Vous préférez un studio d’une trentaine de m2 à 205 698 € ? Ou un T4 d’une centaine de m2 à 643 655 € ? Vianova propose des appartements neufs à Nîmes à la « maison Saint-Castor ». Le 14 février, il y en avait encore 9 disponibles. Le site ne fournit pas de photos, juste des plans. Il précise que le dispositif fiscal applicable sur ce programme est celui des Monuments historiques. Cette « maison Saint-Castor » est un ancien presbytère. Elle est nichée à côté de la boutique de café Nadal, dans une ruelle sombre, derrière la cathédrale de Nîmes. Sa façade est bien fatiguée mais des reliures travaillées ornent les fenêtres. La lourde porte d’entrée est encadrée de colonnes. Pas de bruit, pas d’échafaudage, on distingue juste un permis de construire daté de février 2023 affiché sur une porte rouge délavée. La livraison est prévue au quatrième trimestre 2026. Cet immeuble a été vendu par la Ville en février 2022 pour la somme de 830 000 € à la société Conserto immobilier pour qu’elle y aménage 10 appartements.

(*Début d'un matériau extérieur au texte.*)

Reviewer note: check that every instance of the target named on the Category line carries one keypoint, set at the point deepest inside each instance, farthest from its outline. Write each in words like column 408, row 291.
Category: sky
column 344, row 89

L'hôtel de Boudon rue de Bernis comprend des appartements et un espace culturel au rez-de-chaussée. Il se situe dans l'Ecusson nîmois.  • Sabrina Ranvier

Hôtel de Boudon

Un peu plus loin, la façade jaune ocre de l’hôtel de Boudon éclaire la rue. Les vitres n’ont pas encore été astiquées mais une dizaine de sonnettes flambant neuves ont été installées. Le lieu culturel au rez-de-chaussée a déjà organisé des évènements comme une rencontre avec un compositeur lors du festival des Volques le 7 décembre. Cet hôtel particulier, classé Monument historique, a été acheté par le groupe François 1er immobilier en novembre 2019. Son prix : 1,26 M€. Pourquoi la ville a-t-elle vendu ces deux biens ? « Nous n’avions pas d’activité dessus et, dans le cadre de nos missions de service public, nous n’en avions pas la nécessité. On les a vendus plutôt que de les laisser tomber en désuétude », répond Julien Plantier.

Un cadenas bloque la porte du 6 rue porte d’Alès. Des affiches du syndicat Solidaires annonçant une manifestation contre la réforme des retraites est encore placardée sur la porte. Une promesse d’achat à 650 000 € a été signée en décembre avec un opérateur spécialisé dans la réhabilitation des immeubles anciens. Il compte y réaliser des logements et des locaux professionnels.

Cette promesse d’achat a été signée lors de la 14e session de vente de bâtiments municipaux.

« Les collectivités territoriales sont propriétaires d’un certain nombre de biens en lien avec leur mission de service public. Dans un souci d’optimisation financière et quand elle n’a plus vocation à les utiliser, la collectivité les met en vente », explique Julien Plantier. France domaine les estime et fixe une valeur vénale. Un appel à projets est ensuite lancé sur le site de la ville « pour que le plus grand nombre puisse faire une offre financière ».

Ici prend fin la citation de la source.